12La disposition artistique interroge également la manière dont l’autre féminin est constitué en un Autre culturisé ; on pourrait d’ailleurs aller jusqu’à parler de l’utopie de la beauté faite femme. Le corps féminin esthétisé est le lieu d’un savoir, d’un « ça-voir » indexé au désir et à la jouissance, le lieu des identifications imaginaires à l’Autre de l’Âge classique, une image idéale en somme, totalement décrochée de la réalité.
13La référence à la peinture se fait en premier lieu à travers la surdétermination du cadre, du cadrage, la circulation du regard opérant le plus souvent selon une topographie particulière : l’embrasure d’une porte, d’une fenêtre, les pièces en enfilade, les élements du décor venant comme redoubler les cadres des tableaux, instaurant à chaque fois toute une isotopie qui elle-même mobilise l’« interminable seuil du regard » (G. Didi-Huberman).

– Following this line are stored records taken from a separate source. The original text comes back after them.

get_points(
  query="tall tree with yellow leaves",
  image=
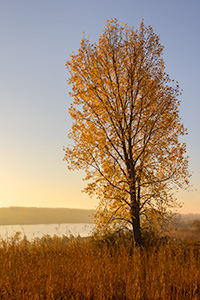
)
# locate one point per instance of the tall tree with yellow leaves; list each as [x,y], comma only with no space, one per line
[126,126]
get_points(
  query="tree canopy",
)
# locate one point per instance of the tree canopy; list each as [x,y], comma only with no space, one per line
[126,126]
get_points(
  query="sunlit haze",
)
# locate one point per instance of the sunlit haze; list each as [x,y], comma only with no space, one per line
[37,38]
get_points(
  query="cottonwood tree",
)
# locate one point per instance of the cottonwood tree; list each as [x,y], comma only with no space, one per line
[126,126]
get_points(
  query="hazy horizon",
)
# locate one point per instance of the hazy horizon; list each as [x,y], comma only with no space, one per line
[37,39]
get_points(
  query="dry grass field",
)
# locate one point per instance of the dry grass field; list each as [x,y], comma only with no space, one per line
[67,268]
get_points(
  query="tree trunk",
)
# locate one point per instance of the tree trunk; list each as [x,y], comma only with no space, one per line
[136,223]
[136,229]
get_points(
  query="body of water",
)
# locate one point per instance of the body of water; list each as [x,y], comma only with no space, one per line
[39,230]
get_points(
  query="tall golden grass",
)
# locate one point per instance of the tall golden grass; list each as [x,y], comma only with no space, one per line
[63,268]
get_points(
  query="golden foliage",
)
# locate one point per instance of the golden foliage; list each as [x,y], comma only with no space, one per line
[126,124]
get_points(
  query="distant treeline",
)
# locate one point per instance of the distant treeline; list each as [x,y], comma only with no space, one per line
[33,215]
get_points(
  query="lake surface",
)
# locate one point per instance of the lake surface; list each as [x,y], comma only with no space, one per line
[39,230]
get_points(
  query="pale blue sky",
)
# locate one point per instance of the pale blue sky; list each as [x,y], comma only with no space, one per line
[36,40]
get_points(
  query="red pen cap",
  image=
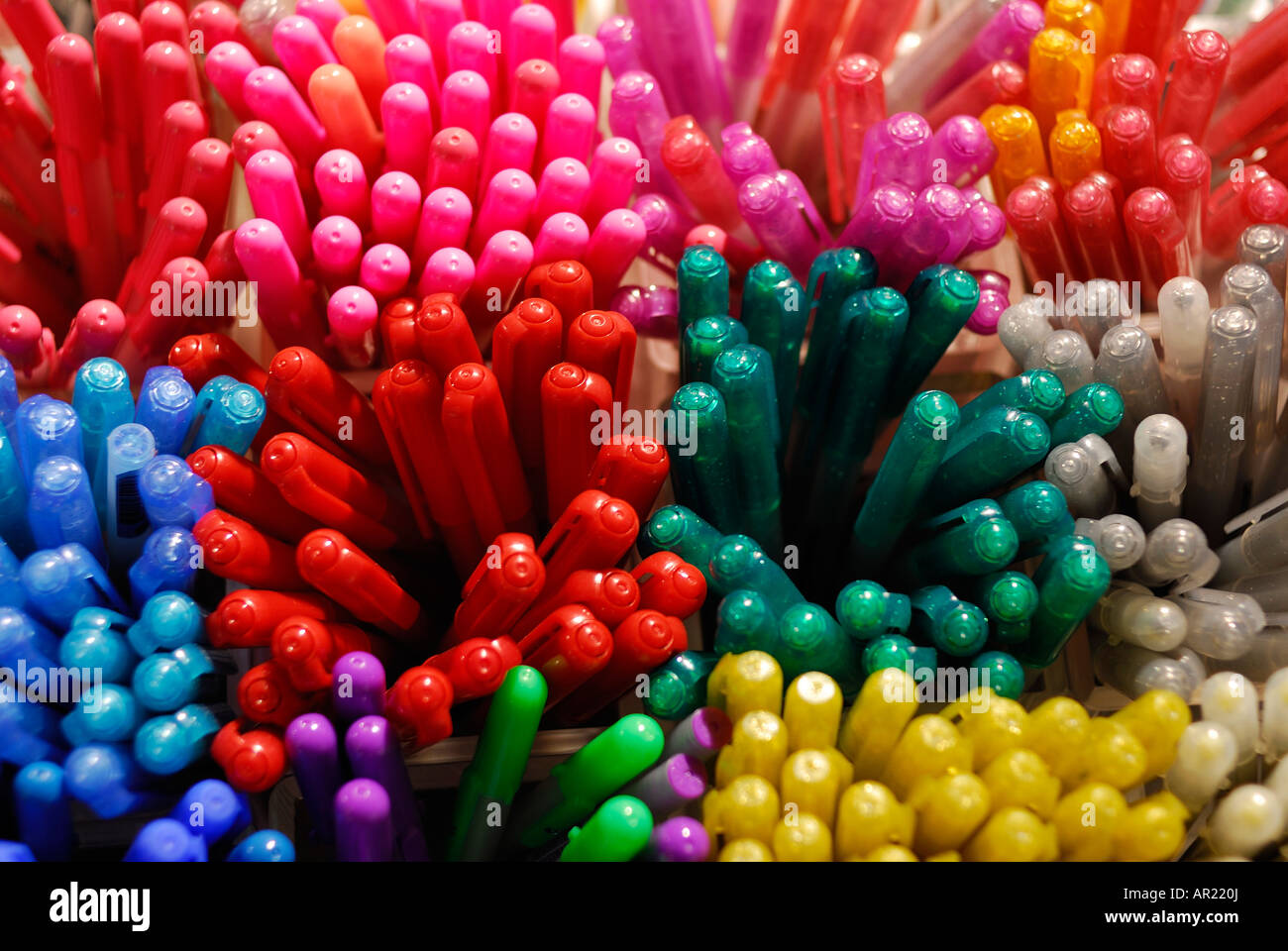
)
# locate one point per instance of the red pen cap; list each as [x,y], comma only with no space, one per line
[408,403]
[253,759]
[325,406]
[670,583]
[347,575]
[266,694]
[568,647]
[595,531]
[419,706]
[334,492]
[502,586]
[307,648]
[249,617]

L’économie visuelle semble sans cesse s’inspirer de cette découpe dans le monde sensible qu’opèrent le tableau et son cadre, (mais également l’œil et le procès du voir), le personnage, féminin le plus souvent, s’inscrivant toujours dans le champ de vision comme l’objet dans l’espace délimité de la toile du peintre. Avec une différence : chez Wharton, le féminin n’est pas seulement motif dans le tableau, il est tout entier constitué comme tableau. Les deux exemples qui suivent ne sont pas uniques :
Il scruta les motifs qu’ils traçaient jusqu’à ce que ses yeux brûlent de l’excès de lumière ; puis il se retourna et regarda sa femme. Tout près de là, Ondine s’adossait à un arbre noueux de l’air un peu contraint d’une personne peu habituée aux abandons champêtres. Son dos ravissant ne pouvait s’adapter aux irrégularités du tronc, et elle bougeait un peu de temps en temps, à la recherche d’une meilleure position. Mais elle gardait une expression sereine, et Ralph, malgré ses paupières lourdes, trouvait le visage de sa femme plus éblouissant que jamais. (BM, p. 106-107)
Madame Olenska, appuyée au rebord du bateau, buvait la fraîcheur par ses lèvres entrouvertes. Elle avait roulé un grand voile autour de son chapeau, mais le visage restait découvert, et Archer fut frappé par son expression de tranquille gaieté. (TI, p. 210)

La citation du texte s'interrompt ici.